In any fetus in whom facial asymmetry is suspected, an attempt should be made to sonographically examine the fetal ears, because microtia or other ear abnormalities are frequently seen in association with the mandibular hypoplasia (Figure 24-1). The spine should be observed closely, as skeletal anomalies are the most common associated malformations (due to hemivertebrae and scoliosis) (Poon et al., 2003). The prevalence of associated congenital heart disease in infants with OAV anomaly is increased (Kumar et al., 1993; Poon et al., 2003). Two-thirds of these cases are either tetralogy of Fallot or a ventriculoseptal defect. In one study, 19% (6 of 32) of patients with OAV anomaly had congenital heart disease. The cardiac lesions in this study were varied and more complex than previously reported, including double outlet ventricle, pulmonary atresia with ventriculoseptal defect, and total anomalous pulmonary venous return. Five of the six cases were conotruncal malformations. Pulmonary and renal anomalies were noted to be more common in the patients with congenital heart disease. Morrison et al. (1992) also reported that 8 of their 25 patients with OAV anomaly had congenital heart disease. In fetuses with hemifacial microsomia, the presence of congenital heart disease is an important prognostic factor because of the very high neonatal mortality rate when congenital heart disease exists. In Morrison et al.’s study (1992), six of eight infants died before 2 years of age, and in Kumar et al.’s study (1993), four of six infants died during the newborn period.

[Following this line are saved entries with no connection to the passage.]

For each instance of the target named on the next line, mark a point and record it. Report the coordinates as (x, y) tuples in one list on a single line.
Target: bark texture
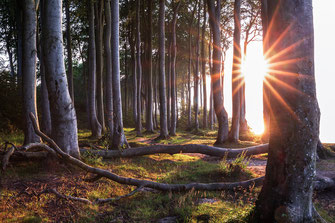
[(94, 123), (220, 111), (119, 138), (29, 69), (286, 195), (236, 75), (63, 114)]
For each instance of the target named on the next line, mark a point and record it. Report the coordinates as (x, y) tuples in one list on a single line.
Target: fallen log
[(175, 149)]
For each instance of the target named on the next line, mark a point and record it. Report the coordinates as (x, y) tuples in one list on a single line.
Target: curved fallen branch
[(174, 149), (143, 183)]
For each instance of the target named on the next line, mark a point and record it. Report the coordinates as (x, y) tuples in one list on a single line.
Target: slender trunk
[(29, 69), (108, 62), (149, 121), (236, 75), (139, 73), (196, 76), (204, 84), (69, 50), (99, 63), (266, 105), (217, 88), (162, 84), (286, 195), (173, 73), (95, 125), (119, 138), (63, 114)]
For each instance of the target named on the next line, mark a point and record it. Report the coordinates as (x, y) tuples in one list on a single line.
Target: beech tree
[(29, 69), (220, 111), (63, 114), (162, 84), (286, 195), (96, 127)]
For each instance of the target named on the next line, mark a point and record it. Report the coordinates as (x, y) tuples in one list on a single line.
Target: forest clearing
[(166, 111)]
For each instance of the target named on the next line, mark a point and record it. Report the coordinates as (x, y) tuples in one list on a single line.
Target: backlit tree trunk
[(173, 72), (220, 111), (162, 84), (109, 79), (236, 75), (119, 138), (94, 123), (286, 195), (29, 69), (63, 114)]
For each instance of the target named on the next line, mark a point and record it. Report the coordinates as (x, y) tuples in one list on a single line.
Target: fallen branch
[(174, 149)]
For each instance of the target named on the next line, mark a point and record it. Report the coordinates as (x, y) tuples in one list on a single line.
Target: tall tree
[(236, 74), (203, 66), (173, 71), (94, 123), (139, 71), (99, 63), (29, 69), (220, 111), (162, 84), (119, 138), (69, 49), (108, 62), (63, 114), (196, 74), (149, 118), (287, 191)]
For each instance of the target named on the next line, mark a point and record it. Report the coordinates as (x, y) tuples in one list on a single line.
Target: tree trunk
[(266, 106), (69, 50), (29, 69), (149, 121), (99, 63), (287, 192), (94, 123), (139, 73), (162, 84), (173, 72), (217, 88), (196, 76), (119, 138), (109, 79), (204, 84), (63, 114), (236, 75)]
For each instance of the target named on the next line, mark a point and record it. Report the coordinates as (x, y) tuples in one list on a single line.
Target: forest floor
[(21, 183)]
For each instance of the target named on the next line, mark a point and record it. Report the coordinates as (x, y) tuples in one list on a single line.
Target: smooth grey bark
[(266, 108), (203, 65), (162, 85), (29, 56), (149, 117), (108, 62), (69, 50), (139, 71), (196, 75), (236, 74), (99, 63), (173, 72), (119, 138), (94, 123), (217, 88), (45, 104), (287, 192), (134, 71), (63, 114)]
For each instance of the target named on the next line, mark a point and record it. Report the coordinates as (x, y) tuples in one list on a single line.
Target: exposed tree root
[(174, 149)]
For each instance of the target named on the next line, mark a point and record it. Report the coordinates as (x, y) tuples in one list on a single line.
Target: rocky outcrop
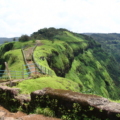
[(73, 104), (6, 115), (62, 102)]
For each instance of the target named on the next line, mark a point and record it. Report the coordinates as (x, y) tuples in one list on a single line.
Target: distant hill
[(3, 39), (110, 42)]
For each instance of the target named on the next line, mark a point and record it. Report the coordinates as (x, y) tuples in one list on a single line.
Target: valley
[(65, 61)]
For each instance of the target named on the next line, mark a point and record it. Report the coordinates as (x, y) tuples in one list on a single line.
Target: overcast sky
[(19, 17)]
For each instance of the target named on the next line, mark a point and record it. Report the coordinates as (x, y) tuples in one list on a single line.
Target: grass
[(31, 85), (15, 61)]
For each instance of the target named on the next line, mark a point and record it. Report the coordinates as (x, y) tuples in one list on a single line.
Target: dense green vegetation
[(110, 43), (69, 55), (31, 85), (81, 59)]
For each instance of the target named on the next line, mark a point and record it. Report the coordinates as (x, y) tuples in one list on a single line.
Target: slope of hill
[(2, 40), (110, 43), (73, 56), (81, 59)]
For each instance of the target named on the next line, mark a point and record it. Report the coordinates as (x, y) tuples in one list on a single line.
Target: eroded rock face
[(62, 102), (65, 100)]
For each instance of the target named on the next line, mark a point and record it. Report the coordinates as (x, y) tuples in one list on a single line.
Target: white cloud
[(19, 17)]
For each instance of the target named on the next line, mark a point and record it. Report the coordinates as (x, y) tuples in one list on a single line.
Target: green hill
[(110, 43), (71, 56)]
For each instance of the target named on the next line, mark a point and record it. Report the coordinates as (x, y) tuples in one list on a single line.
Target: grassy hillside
[(31, 85), (81, 59), (110, 43), (11, 53), (69, 55)]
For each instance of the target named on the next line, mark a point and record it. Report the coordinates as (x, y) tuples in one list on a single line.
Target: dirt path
[(7, 115)]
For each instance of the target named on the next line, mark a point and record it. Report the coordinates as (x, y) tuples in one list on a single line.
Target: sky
[(18, 17)]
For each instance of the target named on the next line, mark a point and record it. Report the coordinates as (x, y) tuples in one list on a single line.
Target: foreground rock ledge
[(62, 102), (90, 105)]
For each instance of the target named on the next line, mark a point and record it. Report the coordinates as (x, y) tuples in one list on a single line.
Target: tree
[(14, 39), (24, 38)]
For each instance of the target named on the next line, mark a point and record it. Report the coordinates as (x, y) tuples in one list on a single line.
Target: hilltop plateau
[(65, 60)]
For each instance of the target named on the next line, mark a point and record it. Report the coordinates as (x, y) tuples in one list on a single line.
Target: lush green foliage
[(82, 60), (31, 85), (24, 38), (110, 43)]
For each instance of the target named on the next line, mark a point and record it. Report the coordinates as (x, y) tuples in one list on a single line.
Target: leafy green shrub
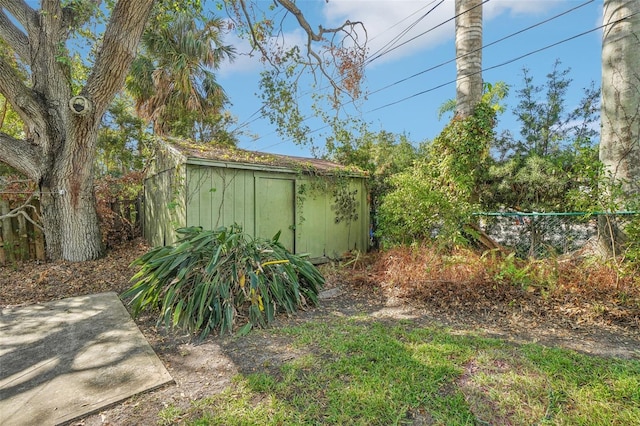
[(211, 279), (434, 198)]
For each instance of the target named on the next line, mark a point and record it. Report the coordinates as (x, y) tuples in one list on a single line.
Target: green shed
[(319, 207)]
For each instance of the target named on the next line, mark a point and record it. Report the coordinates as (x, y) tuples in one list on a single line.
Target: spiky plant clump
[(214, 280)]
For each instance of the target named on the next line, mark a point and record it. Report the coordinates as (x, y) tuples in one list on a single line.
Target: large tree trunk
[(620, 111), (59, 149), (468, 56)]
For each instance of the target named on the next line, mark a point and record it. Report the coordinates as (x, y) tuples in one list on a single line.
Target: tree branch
[(20, 211), (118, 50), (21, 98), (19, 10), (21, 155), (14, 37)]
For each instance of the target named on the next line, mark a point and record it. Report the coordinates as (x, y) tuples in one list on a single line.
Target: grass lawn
[(362, 371)]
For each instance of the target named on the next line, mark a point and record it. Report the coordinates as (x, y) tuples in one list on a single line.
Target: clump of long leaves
[(213, 280)]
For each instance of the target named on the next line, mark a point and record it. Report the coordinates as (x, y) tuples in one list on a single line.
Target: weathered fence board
[(20, 240)]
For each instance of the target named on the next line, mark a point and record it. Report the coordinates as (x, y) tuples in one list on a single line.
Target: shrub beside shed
[(320, 208)]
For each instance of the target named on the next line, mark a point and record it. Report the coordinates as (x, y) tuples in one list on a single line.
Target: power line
[(390, 45), (503, 63), (483, 47), (250, 120), (454, 59), (435, 27)]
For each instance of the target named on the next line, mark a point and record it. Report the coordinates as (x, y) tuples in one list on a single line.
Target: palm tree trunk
[(620, 112), (468, 56)]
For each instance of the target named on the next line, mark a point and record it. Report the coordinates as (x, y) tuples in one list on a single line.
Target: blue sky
[(417, 117)]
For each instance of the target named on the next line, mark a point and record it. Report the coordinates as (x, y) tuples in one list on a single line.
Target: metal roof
[(217, 153)]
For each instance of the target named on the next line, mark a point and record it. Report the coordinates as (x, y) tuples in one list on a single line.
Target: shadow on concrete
[(68, 358)]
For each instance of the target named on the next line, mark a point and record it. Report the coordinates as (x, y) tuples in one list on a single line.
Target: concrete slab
[(66, 359)]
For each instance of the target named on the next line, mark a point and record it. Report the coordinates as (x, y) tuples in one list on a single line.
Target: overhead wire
[(482, 48), (510, 61), (406, 30), (452, 60)]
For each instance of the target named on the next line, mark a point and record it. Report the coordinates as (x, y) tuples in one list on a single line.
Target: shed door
[(275, 205)]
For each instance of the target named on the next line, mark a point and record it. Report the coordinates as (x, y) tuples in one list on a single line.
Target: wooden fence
[(21, 240)]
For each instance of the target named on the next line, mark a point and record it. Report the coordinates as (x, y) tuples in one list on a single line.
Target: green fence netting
[(541, 235)]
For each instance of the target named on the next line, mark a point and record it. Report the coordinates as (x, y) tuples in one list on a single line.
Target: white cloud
[(387, 20)]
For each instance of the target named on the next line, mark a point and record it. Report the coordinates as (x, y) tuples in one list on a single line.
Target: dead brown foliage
[(567, 293)]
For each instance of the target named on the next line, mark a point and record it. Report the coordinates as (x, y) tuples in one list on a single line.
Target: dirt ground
[(204, 369)]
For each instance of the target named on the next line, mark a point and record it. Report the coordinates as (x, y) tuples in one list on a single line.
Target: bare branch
[(14, 37), (254, 37)]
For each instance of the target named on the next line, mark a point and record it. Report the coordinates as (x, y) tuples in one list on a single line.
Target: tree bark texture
[(58, 151), (468, 56), (620, 109), (620, 113)]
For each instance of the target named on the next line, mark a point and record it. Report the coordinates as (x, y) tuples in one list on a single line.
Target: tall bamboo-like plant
[(213, 280)]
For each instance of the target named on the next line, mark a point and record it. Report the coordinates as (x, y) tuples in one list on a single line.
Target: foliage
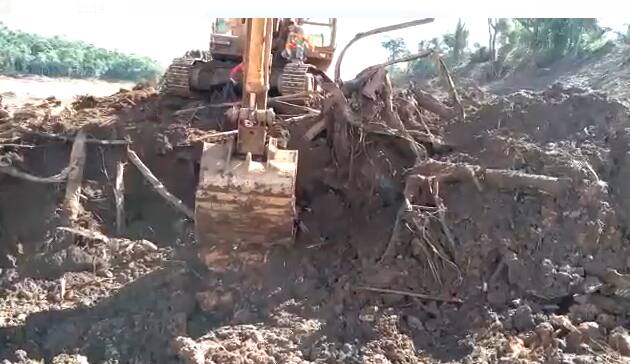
[(510, 42), (397, 48), (624, 37), (457, 42), (559, 36), (22, 52)]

A high incidence of urinary tract abnormalities has also been demonstrated in infants with OAV anomaly. Of 20 infants with OAV anomaly, 14 were demonstrated to have a variety of renal and urinary anomalies, including ectopic or fused kidneys, renal agenesis, vesicoureteral reflux, ureteropelvicobstruction, ureteral duplication, andmulticystic kidneys (Ritchey et al., 1994). Therefore, any fetus identified with hemifacial microsomia should undergo a detailed sonographic study with particular attention paid to the ears, heart, vertebrae, and kidneys.

Hemifacial microsomia, initially detected by prenatal sonography, has also been demonstrated by magnetic resonance imaging at 20 weeks of gestation (Hattori et al., 2005).

The differential diagnosis includes conditions that are considered to be part of the phenotypic spectrum of hemifacial microsomia and OAV anomaly, as well as other syndromes that include hemifacial microsomia as one component. The differential diagnosis of hemifacial microsomia variants includes microtia, hemifacial microsomia, Goldenhar syndrome, OAV dysplasia, and otomandibular dysostosis. The minimal criteria for these conditions are given in Table 24-1. Other conditions associated with the hemifacial microsomia phenotype include branchio-oto-renal syndrome, a dominantly inherited disorder that consists of hemifacial microsomia, preauricular and branchial sinuses and kidney anomalies; Townes–Brocks syndrome, another dominantly inherited disorder that consists of hemifacial microsomia and anal and digital anomalies; and hemifacial microsomia/radial limb defects, which include the additional finding of triphalangeal thumbs. There have been other case reports of hemifacial microsomia in association with other, more severe anomalies (Dodinval, 1979; Rollnick, 1988).